Слышу эти слова и хочу что-то вспомнить. Хочу, и не вспоминается. Бессмысленно гляжу на хлеб.
Откусила кусок хлеба и сразу поняла все. Как тысяча мух, ползет по щекам горячая краска стыда. Встрепенулась как уколотая. Испуганно смотрю на Марусю, но хлеб крепко зажала в руке.
— Ешь, ешь, ничего, ешь!
И глаза у ней тоже испуганные, но ласковые. И все еще шепчет еле слышно:
— Ничего, ничего, ешь, ешь…
Чувствую, что по щекам текут слезы. Господи, Господи, до чего я дошла? Как нищая, прошу кусок хлеба!
А тут еще рассерженный голос Елены Ильинишны:
— Комедиантка!
Этот голос и явный укор в нем почему-то не возмущают. Но я мучительно вздрагиваю от строгого, возражающего заведующей голоса Маруси:
— Так не притворяются.
Весь день не смела поднять головы, а домой шла с чувством, что в душе ничего не осталось.

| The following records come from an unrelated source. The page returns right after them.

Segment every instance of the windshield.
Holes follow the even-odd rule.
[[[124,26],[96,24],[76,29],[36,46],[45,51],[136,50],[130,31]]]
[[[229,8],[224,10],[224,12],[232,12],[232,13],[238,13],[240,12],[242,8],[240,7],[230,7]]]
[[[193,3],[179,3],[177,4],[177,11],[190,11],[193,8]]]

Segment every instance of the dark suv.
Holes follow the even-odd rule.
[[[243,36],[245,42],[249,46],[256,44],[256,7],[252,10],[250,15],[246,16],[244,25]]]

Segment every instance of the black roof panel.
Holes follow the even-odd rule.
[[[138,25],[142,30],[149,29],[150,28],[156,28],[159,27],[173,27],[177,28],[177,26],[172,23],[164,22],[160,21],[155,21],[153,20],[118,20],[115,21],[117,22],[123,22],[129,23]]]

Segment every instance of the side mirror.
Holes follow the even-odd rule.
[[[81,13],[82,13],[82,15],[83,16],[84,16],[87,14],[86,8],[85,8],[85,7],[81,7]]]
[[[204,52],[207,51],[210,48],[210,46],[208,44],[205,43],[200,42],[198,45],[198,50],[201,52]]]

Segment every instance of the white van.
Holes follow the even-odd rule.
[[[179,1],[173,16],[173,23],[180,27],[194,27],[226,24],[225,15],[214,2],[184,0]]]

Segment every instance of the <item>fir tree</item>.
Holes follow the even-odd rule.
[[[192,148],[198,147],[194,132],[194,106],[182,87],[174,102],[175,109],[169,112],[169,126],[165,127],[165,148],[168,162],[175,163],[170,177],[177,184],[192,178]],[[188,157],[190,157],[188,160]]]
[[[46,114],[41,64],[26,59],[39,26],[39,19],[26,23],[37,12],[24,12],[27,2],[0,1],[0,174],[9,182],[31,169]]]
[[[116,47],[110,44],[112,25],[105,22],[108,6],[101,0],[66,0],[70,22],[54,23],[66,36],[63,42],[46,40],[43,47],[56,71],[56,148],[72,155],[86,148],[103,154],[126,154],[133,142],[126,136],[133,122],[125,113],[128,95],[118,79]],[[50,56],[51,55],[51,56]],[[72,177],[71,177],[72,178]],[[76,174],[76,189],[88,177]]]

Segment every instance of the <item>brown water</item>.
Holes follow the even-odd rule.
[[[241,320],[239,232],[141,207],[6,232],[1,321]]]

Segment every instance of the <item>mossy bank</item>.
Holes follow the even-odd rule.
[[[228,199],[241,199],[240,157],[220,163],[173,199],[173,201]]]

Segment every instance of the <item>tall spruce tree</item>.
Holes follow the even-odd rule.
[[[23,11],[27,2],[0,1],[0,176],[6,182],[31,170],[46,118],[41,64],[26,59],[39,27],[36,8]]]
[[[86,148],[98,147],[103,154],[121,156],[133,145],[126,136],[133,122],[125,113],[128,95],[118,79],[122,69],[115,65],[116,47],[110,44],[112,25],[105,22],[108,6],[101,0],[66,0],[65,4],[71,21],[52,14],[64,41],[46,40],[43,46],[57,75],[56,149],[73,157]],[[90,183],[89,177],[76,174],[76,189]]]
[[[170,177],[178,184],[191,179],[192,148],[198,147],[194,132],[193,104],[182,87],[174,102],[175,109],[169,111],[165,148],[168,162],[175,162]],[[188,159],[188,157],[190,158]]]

Только — голод, голод и голод…
27 июня
Хлебные перебои.
Нашей жалкой нормы не выдают четвертый день.
28 июня
И сегодня папа хлеба не принес.
29 июня
И сегодня нет. А папа свои полфунта получает.
30 июня
Хлеба не выдают седьмой день. Каждый день похлебка, похлебка и то, что украдем от папы. Он регулярно получает свои бронированные полфунта, а мы? а мы?..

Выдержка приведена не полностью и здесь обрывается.